Activity: Although when young, the Mastiff is so full of energy its activity needs to be controlled, as an adult it has rather average exercise needs.
Country of Origin: United Kingdom
Health Issue: This breed is prone to hip dysplasia, bloat, chronic heart disease, gastric torsion, ectropion, persistent pupillary membrane (PPM), vaginal hyperplasia, elbow dysplasia, and progressive retinal atrophy.
Life Expectancy: 8-10

More About Mastiff Breed
Sire

Dad is a beautiful brindle boy about 165 pounds and 2 years old and is ACA papered. He is so loving of his family. Titan is very healthy with no hip issues or medical issues

Dam

Star is a beautiful mastiff girl about 120 pounds. She is as sweet as they come. Star is very healthy girl with no hip or medical issues

Before getting a new puppy, make sure you are prepared to share your life with a new family member for the next 15 or more years! Owning a dog is a big responsibility!

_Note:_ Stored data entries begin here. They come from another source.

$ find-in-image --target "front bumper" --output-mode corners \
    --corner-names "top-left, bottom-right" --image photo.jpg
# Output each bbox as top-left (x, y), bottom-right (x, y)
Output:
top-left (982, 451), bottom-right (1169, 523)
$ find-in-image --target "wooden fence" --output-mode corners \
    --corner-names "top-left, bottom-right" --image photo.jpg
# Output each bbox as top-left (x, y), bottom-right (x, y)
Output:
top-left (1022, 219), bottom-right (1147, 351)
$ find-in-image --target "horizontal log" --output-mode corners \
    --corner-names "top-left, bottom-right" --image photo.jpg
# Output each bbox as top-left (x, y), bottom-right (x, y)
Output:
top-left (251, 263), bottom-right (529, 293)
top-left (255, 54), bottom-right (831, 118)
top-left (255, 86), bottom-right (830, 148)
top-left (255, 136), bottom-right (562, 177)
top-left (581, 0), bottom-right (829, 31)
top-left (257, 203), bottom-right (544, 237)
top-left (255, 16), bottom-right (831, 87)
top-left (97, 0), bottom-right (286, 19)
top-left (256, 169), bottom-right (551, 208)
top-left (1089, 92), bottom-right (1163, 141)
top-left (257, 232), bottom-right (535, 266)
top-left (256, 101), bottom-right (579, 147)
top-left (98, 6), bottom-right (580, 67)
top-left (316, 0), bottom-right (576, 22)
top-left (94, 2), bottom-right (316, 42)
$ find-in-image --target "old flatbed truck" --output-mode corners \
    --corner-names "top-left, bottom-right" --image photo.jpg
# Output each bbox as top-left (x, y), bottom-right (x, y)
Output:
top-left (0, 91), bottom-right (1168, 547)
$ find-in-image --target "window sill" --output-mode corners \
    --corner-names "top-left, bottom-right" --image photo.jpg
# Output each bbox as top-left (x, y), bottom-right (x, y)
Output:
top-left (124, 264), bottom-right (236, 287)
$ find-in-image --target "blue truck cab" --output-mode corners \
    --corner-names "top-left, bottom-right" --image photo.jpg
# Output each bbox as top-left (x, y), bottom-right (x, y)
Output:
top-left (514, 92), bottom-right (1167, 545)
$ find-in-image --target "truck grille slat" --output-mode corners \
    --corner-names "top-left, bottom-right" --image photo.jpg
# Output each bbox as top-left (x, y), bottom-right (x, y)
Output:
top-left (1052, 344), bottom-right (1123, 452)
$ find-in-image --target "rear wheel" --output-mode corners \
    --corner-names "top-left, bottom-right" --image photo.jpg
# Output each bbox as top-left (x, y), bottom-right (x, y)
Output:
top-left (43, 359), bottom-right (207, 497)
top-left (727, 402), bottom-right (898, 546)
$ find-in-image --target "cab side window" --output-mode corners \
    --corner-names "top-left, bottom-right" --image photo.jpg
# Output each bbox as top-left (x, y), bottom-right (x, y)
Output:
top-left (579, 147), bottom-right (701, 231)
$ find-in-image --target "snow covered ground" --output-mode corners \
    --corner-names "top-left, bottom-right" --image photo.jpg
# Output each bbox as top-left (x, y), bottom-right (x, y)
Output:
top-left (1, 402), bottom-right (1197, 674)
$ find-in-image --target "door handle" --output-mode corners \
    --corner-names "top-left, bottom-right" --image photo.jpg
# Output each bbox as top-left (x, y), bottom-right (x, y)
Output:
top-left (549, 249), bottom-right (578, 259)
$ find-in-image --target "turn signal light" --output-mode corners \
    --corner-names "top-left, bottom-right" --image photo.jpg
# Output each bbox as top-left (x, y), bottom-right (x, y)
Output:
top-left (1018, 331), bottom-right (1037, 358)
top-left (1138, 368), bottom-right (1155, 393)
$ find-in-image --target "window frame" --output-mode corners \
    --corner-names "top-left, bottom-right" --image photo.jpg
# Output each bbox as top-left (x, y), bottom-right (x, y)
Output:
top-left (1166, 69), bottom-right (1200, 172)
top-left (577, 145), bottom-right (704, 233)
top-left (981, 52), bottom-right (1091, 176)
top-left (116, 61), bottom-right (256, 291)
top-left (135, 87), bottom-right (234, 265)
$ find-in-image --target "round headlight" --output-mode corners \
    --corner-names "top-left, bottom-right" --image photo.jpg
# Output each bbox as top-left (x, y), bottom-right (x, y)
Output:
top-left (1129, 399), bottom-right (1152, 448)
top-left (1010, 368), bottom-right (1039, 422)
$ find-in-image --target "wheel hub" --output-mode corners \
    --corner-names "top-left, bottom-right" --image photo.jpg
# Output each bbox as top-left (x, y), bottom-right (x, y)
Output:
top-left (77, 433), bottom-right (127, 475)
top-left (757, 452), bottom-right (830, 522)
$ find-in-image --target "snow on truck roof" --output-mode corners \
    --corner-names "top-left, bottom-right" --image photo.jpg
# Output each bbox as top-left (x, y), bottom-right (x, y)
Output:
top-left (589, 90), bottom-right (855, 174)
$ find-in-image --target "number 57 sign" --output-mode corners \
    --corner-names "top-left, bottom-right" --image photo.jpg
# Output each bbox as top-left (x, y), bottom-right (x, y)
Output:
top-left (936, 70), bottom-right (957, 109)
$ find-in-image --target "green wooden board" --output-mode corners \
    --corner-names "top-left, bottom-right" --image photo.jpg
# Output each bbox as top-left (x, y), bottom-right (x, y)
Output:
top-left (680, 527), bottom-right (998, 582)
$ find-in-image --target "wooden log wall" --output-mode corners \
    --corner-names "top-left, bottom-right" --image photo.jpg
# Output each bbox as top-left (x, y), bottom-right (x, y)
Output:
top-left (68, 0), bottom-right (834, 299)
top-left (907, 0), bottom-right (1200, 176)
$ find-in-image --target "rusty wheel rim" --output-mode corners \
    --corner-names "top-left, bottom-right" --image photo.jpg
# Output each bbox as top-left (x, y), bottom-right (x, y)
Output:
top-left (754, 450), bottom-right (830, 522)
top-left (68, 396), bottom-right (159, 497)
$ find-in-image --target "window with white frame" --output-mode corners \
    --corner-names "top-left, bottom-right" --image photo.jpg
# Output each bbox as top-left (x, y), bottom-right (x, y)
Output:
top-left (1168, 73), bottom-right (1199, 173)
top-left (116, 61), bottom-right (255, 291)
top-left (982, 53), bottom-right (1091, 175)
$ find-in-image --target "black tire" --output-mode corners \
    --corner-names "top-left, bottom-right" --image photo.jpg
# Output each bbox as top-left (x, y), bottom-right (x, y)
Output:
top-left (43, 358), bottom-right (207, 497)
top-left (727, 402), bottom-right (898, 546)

Questions You Should Ask the Breeder

1. Are the puppies' parents "certified"? This means that certain breeds are often at risk for genetic conditions such as hip problems, heart problems and eye problems. Most of these diseases are inherited, meaning the disease is passed from parent to puppy. Many breeders will have their dogs evaluated and tested for that disease and ultimately "certified" by a veterinary specialist to be disease-free. 

2. What are the sizes of the puppy's parents? Know how big the parents are, to get a good idea of how big your puppy will be. Is that the size dog you want? 

3. Ask to meet the dogs parents. If possible, meet the puppy's parents. Notice if they appear to be in good health and evaluate their overall temperament. Are they shy, aggressive, or well adjusted? 

4. How have they socialized the pups? Have the pups been around other dogs? Other people? Socialization is critical in puppies 6 – 16 weeks old. Proper socialization consisting of good experiences of a puppy with other puppies and lots of different ages, sizes and types of people will give you the best chance at having a well-adjusted dog. 

5. What vaccines has the puppy had? How many shots has he received and when will the puppy be due for his next puppy shot?

6. Have the puppies been dewormed? All puppies are born with worms and routine deworming is recommended. 

7. Have any of the puppies in the litter been sick? If so, what were the signs, the diagnosis and treatment? 

8. What visits has the puppies had with the veterinarian? Have they been examined and declared "healthy"? If not, what problems have they had? Have they been on any medications? 

9. What is their guarantee? What guarantee does the breeder give with their puppies? If the puppy is found to have a severe illness, what will they do? This is a difficult topic but one that is a lot easier to cover up front rather than later. 

10. Recommendations? Ask the breeder for a couple references of puppy owners that they have sold within the past year. CALL them. Find out if the breeder was fair, if they were happy with their pups, and how any problems were handled. 

11. Breeders contract? Does your breeder require a breeder's contract? If so, what is in it? Is the breeder willing to take back the puppy at any time, if you can't keep it? 

12. Limited registration. Some breeders require that you spay or neuter your dog by a certain age. If that is the case, that may not be a problem but it is best to know before you get your puppy. 

13. What is the family history? Ask if the breeder has information about the breed line. For example, ask how long the dogs have lived and what they have died from. Write it down. This may be important for monitoring your pet as he gets older. 

14. What is the breeder currently feeding the puppy? Regardless of what they are feeding, it is ideal to continue feeding the same food for the first few days at home to minimize the risk of gastrointestinal disturbances. If you choose to change the diet, do it gradually. 

15. Health certificate and certificate of sale. Ask the breeder if he will supply a health certificate for the puppy issued by his veterinarian. Some states require also a certificate of sale.

16. Does the breeder belong to a breed club? Ask for references.

Get your questions answered and feel very comfortable with your new puppy.